Plato (427 -347 B.C.)
It is noted that all subsequent work in philosophy constitutes nothing more than footnotes added to the thinking of Plato and Aristotle, so great and complete was the thinking of these men in their day.

“Plato” was his nickname, given to him by his coach. It means “Broad Shoulders.”

The Academy was Plato’s school. It was on the northwest edge of Athens in a grove of olive trees donated by Academus. From this we get the expression, “the groves of academia.”

The gateway to the Academy read, “Let none but geometers enter here.”

Geometry: Gais (earth) and metre (meter): The science of the measurement of the earth. The method was the forms or shapes that the earth is made of.

The universe isn’t simply measured by forms, but the universe IS forms. So, reality IS FORMS.
Theory of Ideas (a.k.a. Theory of Forms)
Plato argued that ultimately reality is IDEAS. Not in the same way we think of ideas, but rather ideas existing in a separate realm apart from minds. The eternal unchanging basis for everything that is.

Plato was an idealist and a realist, meaning that he thought ideas were real. Furthermore, they are what is ultimately real (the most real of all).

Truth then is FORMAL.

Ideas we have in our minds of various things are a recall of things that exist in a supra-temporal realm of ideas.

When we see the particular object, like a chair, we recognize it insofar as they approximate the idea or form of a chair.

Everything we encounter in this world is simply a copy or a receptacle of the archetypal ideal. These ideas exist independently apart from us. These ideas (forms) have REAL BEING.

What Plato is getting at is the old problem left unresolved by Heraclitus and Parminides of Being and Becoming.

We can only have understanding of this realm of becoming because of the unchanging realm of IDEAS.

The FORMAL TRUTH is the highest truth.

Ideas are not just constructs of the human mind, they really are, they have ontological status.

So, we can say that Plato is both a realist and an idealist.
Theory of Recollection
In order to get in touch with the ETERNAL requires more than the use of the senses, but the use of the mind, which we would associate with the soul.

Plato believed in an eternal soul. It comes from the realm of the forms or ideas.

The soul that is inside your body already has all the knowledge from that realm of the eternal.
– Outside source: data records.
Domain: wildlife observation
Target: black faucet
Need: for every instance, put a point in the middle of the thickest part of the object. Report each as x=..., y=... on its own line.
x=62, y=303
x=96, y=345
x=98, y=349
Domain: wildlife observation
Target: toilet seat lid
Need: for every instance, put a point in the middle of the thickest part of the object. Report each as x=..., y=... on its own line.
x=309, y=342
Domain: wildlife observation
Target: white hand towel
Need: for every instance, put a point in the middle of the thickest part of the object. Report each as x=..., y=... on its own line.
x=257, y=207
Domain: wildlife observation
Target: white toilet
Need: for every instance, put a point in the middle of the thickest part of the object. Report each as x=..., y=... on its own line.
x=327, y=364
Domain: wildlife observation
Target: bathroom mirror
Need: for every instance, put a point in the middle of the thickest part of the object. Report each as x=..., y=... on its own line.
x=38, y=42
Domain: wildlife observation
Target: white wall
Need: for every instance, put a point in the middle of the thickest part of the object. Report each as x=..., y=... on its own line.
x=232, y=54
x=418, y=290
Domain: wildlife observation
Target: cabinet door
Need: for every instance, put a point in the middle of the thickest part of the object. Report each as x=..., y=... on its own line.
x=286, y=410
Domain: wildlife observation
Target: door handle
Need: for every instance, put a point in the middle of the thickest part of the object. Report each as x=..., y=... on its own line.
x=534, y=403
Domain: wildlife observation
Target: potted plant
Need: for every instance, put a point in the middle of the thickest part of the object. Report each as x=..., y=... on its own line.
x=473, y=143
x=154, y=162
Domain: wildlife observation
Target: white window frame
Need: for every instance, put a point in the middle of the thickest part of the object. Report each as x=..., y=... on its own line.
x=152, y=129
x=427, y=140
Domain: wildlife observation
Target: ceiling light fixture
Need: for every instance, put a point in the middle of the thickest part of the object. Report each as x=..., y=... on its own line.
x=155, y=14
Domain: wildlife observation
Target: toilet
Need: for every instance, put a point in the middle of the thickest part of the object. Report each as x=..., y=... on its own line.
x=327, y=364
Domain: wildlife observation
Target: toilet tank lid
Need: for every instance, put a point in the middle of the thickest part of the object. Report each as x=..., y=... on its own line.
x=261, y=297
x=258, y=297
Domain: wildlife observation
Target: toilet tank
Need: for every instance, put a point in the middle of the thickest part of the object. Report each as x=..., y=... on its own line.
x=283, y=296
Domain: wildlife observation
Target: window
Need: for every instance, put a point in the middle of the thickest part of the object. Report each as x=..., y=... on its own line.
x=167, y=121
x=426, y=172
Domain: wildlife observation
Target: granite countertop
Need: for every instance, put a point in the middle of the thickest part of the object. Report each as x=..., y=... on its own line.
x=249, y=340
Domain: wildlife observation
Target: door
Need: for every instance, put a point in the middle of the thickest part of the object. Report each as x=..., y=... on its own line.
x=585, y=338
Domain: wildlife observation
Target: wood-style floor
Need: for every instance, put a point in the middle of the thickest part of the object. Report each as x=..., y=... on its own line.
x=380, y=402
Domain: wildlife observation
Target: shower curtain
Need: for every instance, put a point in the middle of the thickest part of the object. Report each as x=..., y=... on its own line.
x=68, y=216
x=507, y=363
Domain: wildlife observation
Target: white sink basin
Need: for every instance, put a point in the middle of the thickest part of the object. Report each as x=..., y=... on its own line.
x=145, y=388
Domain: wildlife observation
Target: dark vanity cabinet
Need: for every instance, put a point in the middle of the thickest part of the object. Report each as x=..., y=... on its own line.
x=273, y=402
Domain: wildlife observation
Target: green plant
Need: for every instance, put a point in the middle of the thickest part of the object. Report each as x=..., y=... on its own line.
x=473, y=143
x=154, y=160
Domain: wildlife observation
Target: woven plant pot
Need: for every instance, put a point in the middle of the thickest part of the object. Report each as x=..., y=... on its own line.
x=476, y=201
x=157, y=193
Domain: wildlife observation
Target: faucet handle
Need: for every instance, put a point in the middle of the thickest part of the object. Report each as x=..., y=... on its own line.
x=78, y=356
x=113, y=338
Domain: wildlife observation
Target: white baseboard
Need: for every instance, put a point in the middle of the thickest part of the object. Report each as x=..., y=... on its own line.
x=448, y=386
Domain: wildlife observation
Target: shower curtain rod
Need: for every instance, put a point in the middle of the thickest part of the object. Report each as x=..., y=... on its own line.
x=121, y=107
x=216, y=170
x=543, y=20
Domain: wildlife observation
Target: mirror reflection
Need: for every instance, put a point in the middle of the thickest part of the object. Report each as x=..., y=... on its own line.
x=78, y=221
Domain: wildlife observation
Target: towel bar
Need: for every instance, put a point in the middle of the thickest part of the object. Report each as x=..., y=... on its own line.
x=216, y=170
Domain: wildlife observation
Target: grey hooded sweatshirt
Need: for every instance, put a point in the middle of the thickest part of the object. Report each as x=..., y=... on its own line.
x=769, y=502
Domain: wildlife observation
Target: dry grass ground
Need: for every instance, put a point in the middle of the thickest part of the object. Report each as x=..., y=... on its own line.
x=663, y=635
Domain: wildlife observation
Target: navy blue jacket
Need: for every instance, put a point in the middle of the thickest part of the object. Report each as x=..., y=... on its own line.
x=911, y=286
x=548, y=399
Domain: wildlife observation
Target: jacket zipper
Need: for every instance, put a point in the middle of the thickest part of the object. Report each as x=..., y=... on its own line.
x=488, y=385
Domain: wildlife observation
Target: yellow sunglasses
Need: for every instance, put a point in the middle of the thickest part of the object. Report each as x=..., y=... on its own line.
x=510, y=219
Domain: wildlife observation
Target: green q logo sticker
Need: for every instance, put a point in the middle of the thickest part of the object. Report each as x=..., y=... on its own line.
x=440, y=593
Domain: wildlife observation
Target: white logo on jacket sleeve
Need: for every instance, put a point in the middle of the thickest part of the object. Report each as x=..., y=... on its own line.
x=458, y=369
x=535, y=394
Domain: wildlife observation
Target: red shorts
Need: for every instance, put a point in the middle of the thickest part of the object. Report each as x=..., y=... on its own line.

Transmigration of the soul: Plato believed that we originally came from the realm of the forms and were born into this imperfect realm. Because this world of experience is merely a receptacle of the ideas, we have a dulled and distorted view of reality.

Plato believed that the way to really know is through the mind because the senses give us a distorted view of reality. Even if we could perceive accurately, the world we perceive is an imperfect copy. So, he emphasized the rational.

How do we get to that remembrance? The socratic method. Questioning, contemplating, reasoning, dialogue, debate, we try to cut through the prison bars of the body to the rudimentary ideas in the soul.

That’s the process of EDUCATION.

Important terms:
Innate Ideas: Known prior to learning. Built in us.
A priori: Prior to experience. Knowledge that comes from the inside rather than from the outside.
A posteriori: Knowledge after experience.
Rationalist: Philosophers, like Plato, who think knowledge is fundamentally a priori.
Empiricist: Philosophers who think knowledge is fundamentally a posteriori.